Wednesday, December 15, 2010

Revisiting EPN

This illustration, taken from the EPIA book, and drawn by Peter Niblett,  is a portion of the EPN that describes the "Fast Flower Delivery" example that accompanies this book.   In an internal discussion today somebody raised the question, why do we need EPN at all,  and not using the alternative that has been used in Amit, and other places:  each EPA subscribes to an event type, whenever an event from this event type is detected, the appropriate EPA listens to it and processes it,  and all the event flow is implicit and the person defining the system does not need to worry about it.

Since this question is actually a good question,  I wanted to share my response.  There are two main reasons why we have shifted in the thinking to the EPN model:  efficiency and usability.  

  I'll start with the usability, experience shows (and this observation is true also to inference based systems) that people feel more comfortable in ability to control the flow rather then having implicit flows, they understand better what it does, can better debug and validate it, and trust such systems more.   Note that EPN is not a workflow, it does not represent control flow, it represent event streaming flow (in a way similar to data flow, with some semantic distinctions).  

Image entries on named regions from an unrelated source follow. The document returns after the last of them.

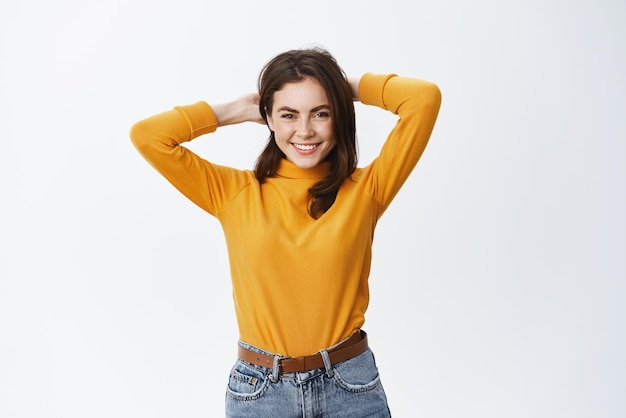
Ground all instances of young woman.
[131,49,441,417]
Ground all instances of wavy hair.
[254,48,358,219]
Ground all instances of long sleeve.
[359,74,441,210]
[130,102,250,214]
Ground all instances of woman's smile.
[267,77,335,168]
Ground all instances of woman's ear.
[265,107,275,131]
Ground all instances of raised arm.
[358,74,441,209]
[130,94,263,214]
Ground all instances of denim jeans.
[226,342,391,418]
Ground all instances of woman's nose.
[296,118,313,138]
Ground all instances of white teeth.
[293,144,317,151]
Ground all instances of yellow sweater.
[131,74,441,356]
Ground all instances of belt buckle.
[293,356,306,372]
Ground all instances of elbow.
[424,82,441,110]
[129,121,151,153]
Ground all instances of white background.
[0,0,626,418]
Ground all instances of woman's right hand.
[211,93,265,126]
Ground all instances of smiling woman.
[131,49,441,417]
[267,77,335,168]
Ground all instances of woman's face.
[267,77,335,168]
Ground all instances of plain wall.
[0,0,626,418]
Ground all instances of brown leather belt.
[238,331,368,373]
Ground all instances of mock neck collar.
[276,158,330,180]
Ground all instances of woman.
[131,49,441,417]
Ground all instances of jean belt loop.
[320,350,335,377]
[270,354,281,383]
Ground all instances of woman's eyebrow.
[277,104,330,113]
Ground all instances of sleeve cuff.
[359,73,396,109]
[175,102,217,138]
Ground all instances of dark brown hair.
[254,48,357,219]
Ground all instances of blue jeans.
[226,342,391,418]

The other reason is efficiency.    If an EPA subscribes to event type then either an EPA has to process and filter out a substantial amount of irrelevant events, or the amount of event types might successfully be increased.   Imagine the following scenario:   An event of type ET1 arrives,  first it meets a filter that filters out much of the event using some assertion, and then there are various EPAs that process only the filtered-in events,  one of this EPAs is enrichment, adding some information from a database,  and then the enriched event is being sent to an aggregator for further processing.      If we use the "event type" subscription, there are two choices:  first -- create event type ET2 for the filtered-in events, identical to ET1, and create derived event of type ET2 for each filtered-in event of type ET1,  then create event type ET3 for the enriched event with added enriched attribute, and then indeed each EPA subscribes to a single event type.  The second choice is to use ET1 for all three cases, but add indication (using some derived attribute) which variation of ET1 it is, and filter inside the aggregator to have only the right type of ET1.  Both are inefficient, the first one due to the need to manage much more event types, the second is that much more events are transmitted to each EPA to filter out, and the order also becomes important here.   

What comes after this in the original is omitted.